Le Dr von Eschenbach semble en
mesure de relever ces défis. Sa nomination a d’ailleurs été saluée avec
enthousiasme par les principales associations du secteur pharmaceutique et, cela est plus remarquable, par
les analystes financiers. Lorsque la
conviction alimente le talent, rien ne
semble impossible… ■
4PDUFA IV : VERS UN RENFORCEMENT DE LA SÉCURITÉ SANITAIRE
Le Prescription drug user fee act (PDUFA) a été créé en 1992.
Ce programme quinquennal, qui instaure le principe de
redevances payées par les laboratoires pour leurs demandes
d’AMM, a été mis en place pour réduire, entre autres, le temps
d’examen des autorisations de mise sur le marché des
médicaments. Le PDFUA III arrive à échéance le 30 septembre
2007 et il appartient au Congrès de voter le PDUFA IV avant
cette date. A noter que ce texte engagera l’agence sur la
période 2007-2012.
La FDA a présenté, ce 11 janvier, ses premières propositions
pour les années fiscales 2007 à 2012. Trois éléments illustrent
les orientations de l’agence :
• une forte augmentation des redevances (392,8 millions de
dollars par an pour les années fiscales 2008-2012 contre
305,5 millions pour l’année fiscale 2007, soit une
augmentation de 22%). Dans ce but, la FDA recalculera le
niveau de référence en juin 2007, ce qui devrait entraîner une
augmentation d’environ 45 millions de dollars.

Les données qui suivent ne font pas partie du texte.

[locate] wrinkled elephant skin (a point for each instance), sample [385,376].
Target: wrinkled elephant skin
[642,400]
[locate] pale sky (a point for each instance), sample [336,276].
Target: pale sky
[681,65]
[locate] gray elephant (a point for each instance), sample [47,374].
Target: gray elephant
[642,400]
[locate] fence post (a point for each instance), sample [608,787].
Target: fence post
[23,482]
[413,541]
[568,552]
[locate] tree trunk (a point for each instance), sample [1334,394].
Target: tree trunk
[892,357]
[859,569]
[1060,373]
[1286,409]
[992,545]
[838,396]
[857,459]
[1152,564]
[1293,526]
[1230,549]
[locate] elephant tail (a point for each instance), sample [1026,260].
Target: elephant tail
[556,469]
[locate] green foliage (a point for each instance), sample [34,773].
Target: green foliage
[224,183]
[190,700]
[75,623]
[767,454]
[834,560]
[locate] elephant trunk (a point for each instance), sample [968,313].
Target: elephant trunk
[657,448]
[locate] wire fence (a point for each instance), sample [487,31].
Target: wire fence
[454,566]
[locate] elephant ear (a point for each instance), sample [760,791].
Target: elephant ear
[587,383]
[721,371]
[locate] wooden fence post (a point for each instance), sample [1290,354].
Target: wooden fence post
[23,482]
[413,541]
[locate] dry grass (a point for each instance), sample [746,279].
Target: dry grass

• la mise en place de redevances supplémentaires spécifiques
pour la soumission de dossiers de publicité DTC.
• Une réallocation des redevances. Alors que les fonds
récoltés, via le PDUFA, servaient traditionnellement à des
programmes d'amélioration de l'efficacité de la FDA (ce qui est
encore le cas avec un accent sur les dossiers électroniques).
Une partie des ressources supplémentaires devraient
notamment servir à développer ses activités de
pharmacovigilance, avec en particulier le recrutement de 82
agents supplémentaires.
Sans surprise, ces propositions, qui renforcent les liens
économiques entre le régulateur et les industries régulées, ont
reçu le soutien des milieux d’affaires.